The product described in any one of Section 2. 14 Cellulose ether is methylcellulose,
14. The product of claim 13 which is ethylcellulose, hydroxyethylcellulose, hydroxypropylcellulose, hydroxypropylmethylcellulose or sodium carboxymethylcellulose or mixtures thereof. 15. The product according to any one of claims 1 to 15, wherein the film contains at least one film-forming aid selected from plasticizers, surfactants, and waxes. 16. A patent in which the optically anisotropic substance has a minimum refractive index that is the same as or similar to the refractive index of the film-forming agent and a maximum refractive index that is as different as possible from the minimum refractive index. A product according to any one of claims 1 to 15. 17 Film (layer) consisting of at least one optically anisotropic substance and at least one film forming agent
17. A product according to any one of claims 1 to 16, wherein the product contains at least one coloring agent. 18 Film (layer) consisting of at least one optically anisotropic substance and at least one film forming agent
18. A product according to any one of claims 1 to 17, having at least one outer coating on the top surface of the product, the outer coating having at least one film-forming agent. 19. The product according to claim 18, wherein the outer film (layer) contains at least one film-forming aid selected from plasticizers, surfactants, and waxes. 20 Claim 18 or 1, wherein the outer film (layer) contains at least one colorant
Products listed in item 9. 21. Claim 18, wherein the film forming agent is cellulose ether or cellulose acetate phthalate, hydroxypropyl methylcellulose phthalate, polyvinyl acetate, polyvinyl acetate phthalate, cellulose acetate, shellac or acrylic resin, or a mixture thereof.
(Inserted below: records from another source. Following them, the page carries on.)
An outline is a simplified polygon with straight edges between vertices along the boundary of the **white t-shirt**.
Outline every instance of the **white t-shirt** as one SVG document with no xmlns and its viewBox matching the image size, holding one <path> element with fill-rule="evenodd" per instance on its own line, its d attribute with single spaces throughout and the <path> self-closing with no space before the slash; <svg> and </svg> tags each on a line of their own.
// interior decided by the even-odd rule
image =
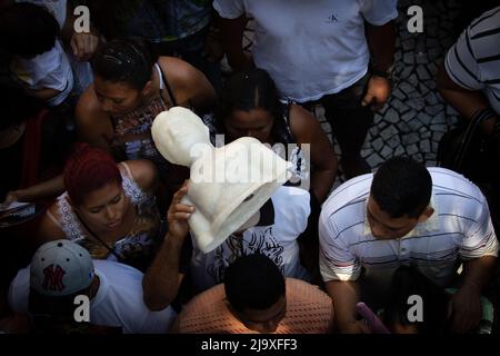
<svg viewBox="0 0 500 356">
<path fill-rule="evenodd" d="M 142 273 L 109 260 L 93 260 L 99 290 L 90 301 L 90 323 L 121 327 L 124 334 L 163 334 L 177 317 L 171 307 L 151 312 L 142 300 Z M 28 314 L 30 267 L 21 269 L 9 288 L 9 305 Z"/>
<path fill-rule="evenodd" d="M 32 59 L 16 58 L 11 69 L 17 79 L 30 89 L 59 90 L 60 93 L 47 102 L 52 107 L 64 101 L 73 89 L 73 72 L 59 40 L 52 49 Z"/>
<path fill-rule="evenodd" d="M 500 7 L 484 12 L 462 32 L 448 51 L 448 76 L 467 90 L 482 90 L 500 113 Z"/>
<path fill-rule="evenodd" d="M 296 187 L 280 187 L 260 209 L 261 220 L 243 231 L 243 237 L 230 236 L 209 254 L 193 241 L 191 273 L 197 291 L 223 281 L 224 269 L 239 256 L 261 253 L 278 265 L 286 277 L 309 279 L 300 265 L 297 238 L 308 225 L 309 192 Z"/>
<path fill-rule="evenodd" d="M 432 178 L 432 216 L 404 237 L 377 239 L 367 219 L 373 174 L 337 188 L 319 220 L 320 270 L 323 279 L 366 280 L 380 290 L 399 266 L 413 266 L 440 286 L 452 281 L 460 260 L 497 256 L 498 241 L 481 190 L 463 176 L 428 168 Z"/>
<path fill-rule="evenodd" d="M 364 23 L 398 17 L 396 0 L 214 0 L 222 18 L 256 22 L 253 60 L 281 96 L 298 102 L 339 92 L 361 79 L 370 53 Z"/>
<path fill-rule="evenodd" d="M 30 2 L 43 7 L 52 13 L 61 29 L 64 26 L 68 0 L 17 0 L 16 2 Z"/>
<path fill-rule="evenodd" d="M 59 27 L 62 29 L 67 17 L 67 0 L 18 0 L 17 2 L 30 2 L 47 9 L 58 21 Z M 59 41 L 58 41 L 59 42 Z M 57 46 L 58 47 L 58 46 Z M 59 44 L 60 47 L 60 44 Z M 53 49 L 51 53 L 42 53 L 43 59 L 38 59 L 37 63 L 24 63 L 23 67 L 28 69 L 28 73 L 33 77 L 43 79 L 44 88 L 52 88 L 57 90 L 63 90 L 60 95 L 52 98 L 48 103 L 50 106 L 57 106 L 61 103 L 68 95 L 73 91 L 74 95 L 81 95 L 93 81 L 92 68 L 88 61 L 79 61 L 72 50 L 68 48 L 62 55 L 60 49 Z M 40 56 L 39 56 L 40 57 Z M 62 58 L 64 57 L 64 58 Z M 31 59 L 30 62 L 34 61 Z M 41 67 L 41 71 L 39 68 Z M 72 69 L 72 72 L 69 70 Z M 43 75 L 47 75 L 44 77 Z M 41 85 L 42 82 L 40 82 Z M 67 86 L 68 83 L 68 86 Z M 30 87 L 31 89 L 40 89 L 42 87 Z M 62 88 L 62 89 L 61 89 Z"/>
</svg>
The product according to any one of Items 20 to 20. 22. Claims 18-21, wherein the colorant(s) are selected from red, yellow and black iron oxides, carmine, natural dyes, water-soluble dyes and aluminum lakes of water-soluble dyes and mixtures thereof. The product described in any one of the following. 23. Colored and engraved products having at least one layer of at least one optically anisotropic substance selected from the group consisting of known transparent white pigments, magnesium carbonate, sutucarose, lactose and tartaric acid. A product according to claim 1, comprising: 24. The product of claim 23, wherein the known transparent white pigment is aluminum hydroxide, kaolin, talc, calcium carbonate or barium carbonate. 25. The product of claim 23 or 24, which is a pharmaceutical tablet or pill. 26 Claim 23, which is sugar confectionery
The product described in Section 2 or Section 24. 27 At least one piece of colored and engraved product having at least one layer of at least one optically anisotropic substance with a minimum refractive index of less than or equal to 2.00 and at least one film-forming agent A method for producing a colored solid product having a conspicuous imprint, wherein the colored and imprinted product comprises at least one optically anisotropic substance having a minimum refractive index of 2.00 or less and at least one film-forming agent. Applying a film coating suspension consisting of
A process for producing colored solid products having at least one noticeable imprint, characterized in that this process is carried out in a conventional coating device in which a frictional effect occurs between the products to be coated. 28 The suspension is an organic solvent-based suspension;
The method according to claim 27. 29. The method of claim 27, wherein the suspension is an aqueous suspension. 30. A method according to any one of claims 27 to 29, carried out in a coating drum.